Après l’annonce en janvier 2025 d’un plan de suppressions de 40 % de ses effectifs et le report de son projet d’usine à Longlaville (Meurthe-et-Moselle) annoncé en novembre dernier, la deeptech clermontoise Carbios (130 salariés), spécialiste du biorecyclage des plastiques vit un nouveau séisme avec la démission "pour divergences stratégiques" de son président fondateur Philippe Pouletty.
Ce dernier assurait l’intérim de la direction depuis le 18 décembre après le limogeage d’Emmanuel Ladent, un ex-Michelin à la tête du groupe depuis 2021.
3e gouvernance depuis fin 2024
Suite au départ de Philippe Pouletty, une nouvelle gouvernance bicéphale a été immédiatement mise en place. Isabelle Parize a été nommée présidente du Conseil d’administration et Vincent Kamel, directeur général.

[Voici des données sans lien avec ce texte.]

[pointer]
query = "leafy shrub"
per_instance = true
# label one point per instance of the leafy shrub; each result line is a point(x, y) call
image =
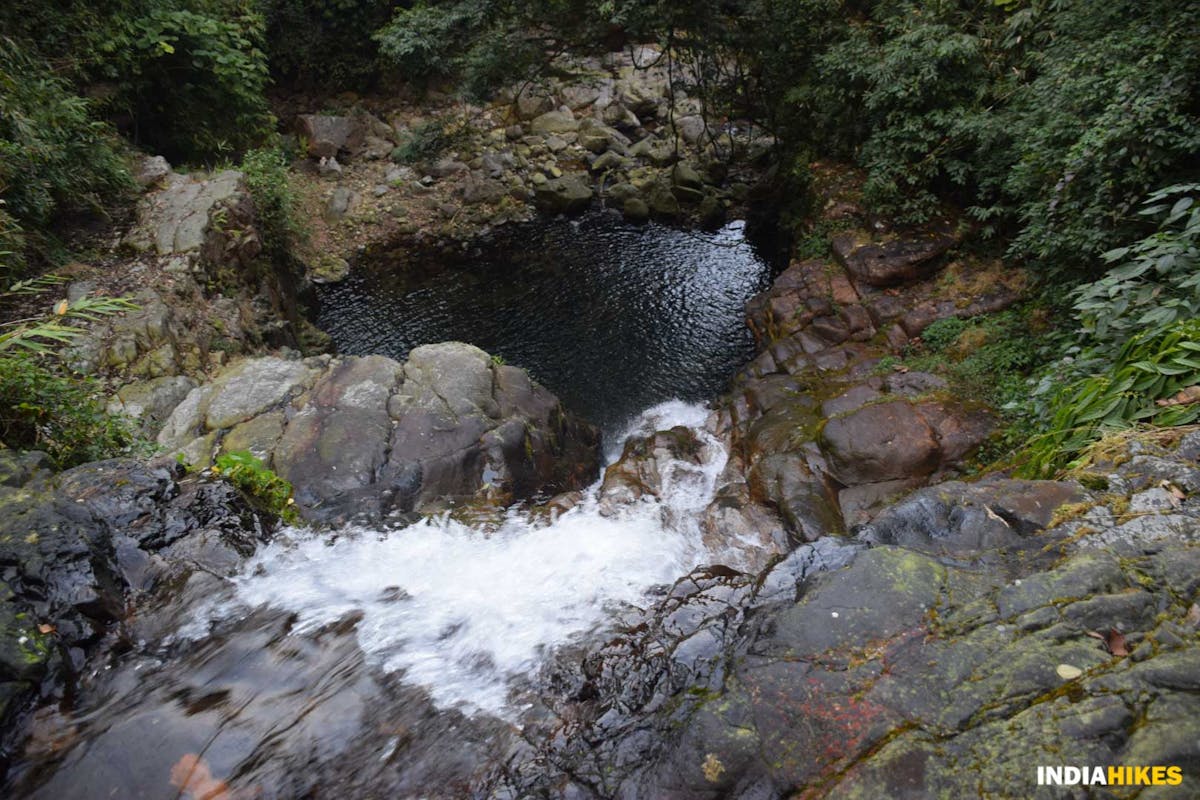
point(42, 408)
point(267, 178)
point(942, 334)
point(1156, 282)
point(251, 475)
point(426, 142)
point(54, 156)
point(193, 80)
point(1141, 386)
point(324, 42)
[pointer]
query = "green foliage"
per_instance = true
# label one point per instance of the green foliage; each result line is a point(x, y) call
point(267, 178)
point(42, 408)
point(487, 42)
point(943, 332)
point(54, 156)
point(324, 42)
point(1150, 367)
point(425, 142)
point(1156, 282)
point(185, 78)
point(984, 358)
point(251, 475)
point(193, 80)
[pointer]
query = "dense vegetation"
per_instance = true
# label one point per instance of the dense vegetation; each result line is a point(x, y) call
point(1050, 122)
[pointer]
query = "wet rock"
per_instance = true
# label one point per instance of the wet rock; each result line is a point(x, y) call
point(552, 122)
point(635, 210)
point(567, 194)
point(153, 401)
point(328, 136)
point(891, 260)
point(76, 545)
point(151, 170)
point(883, 441)
point(1002, 515)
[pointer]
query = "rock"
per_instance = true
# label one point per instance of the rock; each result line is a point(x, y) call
point(684, 175)
point(328, 136)
point(655, 151)
point(883, 441)
point(448, 168)
point(893, 259)
point(150, 170)
point(635, 210)
point(151, 401)
point(609, 161)
point(532, 102)
point(567, 194)
point(552, 122)
point(621, 118)
point(376, 149)
point(481, 190)
point(250, 388)
point(175, 220)
point(329, 167)
point(661, 202)
point(711, 212)
point(341, 203)
point(367, 435)
point(951, 518)
point(76, 546)
point(691, 127)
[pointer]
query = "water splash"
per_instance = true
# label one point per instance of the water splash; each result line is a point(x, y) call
point(463, 612)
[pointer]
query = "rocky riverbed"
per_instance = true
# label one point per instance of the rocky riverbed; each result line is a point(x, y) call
point(799, 590)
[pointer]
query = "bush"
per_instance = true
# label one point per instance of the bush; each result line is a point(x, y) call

Isabelle Parize est directrice générale de Delsey et membre du Conseil d’administration de Carbios depuis 2022. Elle a commencé sa carrière chez Procter & Gamble, où elle a occupé des postes stratégiques en marketing et en gestion de marques pendant 13 ans avant de rejoindre Henkel où elle accède au poste de vice-présidente EMEA. Après une expérience chez Canal Sat, le groupe média français, elle poursuit ensuite sa carrière dans le secteur de la beauté en devenant en 2011 présidente du directoire de Nocibé, l’une des enseignes majeures de la parfumerie en France. En 2015, elle est nommée directrice générale de Douglas AG, un géant européen de la parfumerie, où elle pilote la modernisation de l’entreprise.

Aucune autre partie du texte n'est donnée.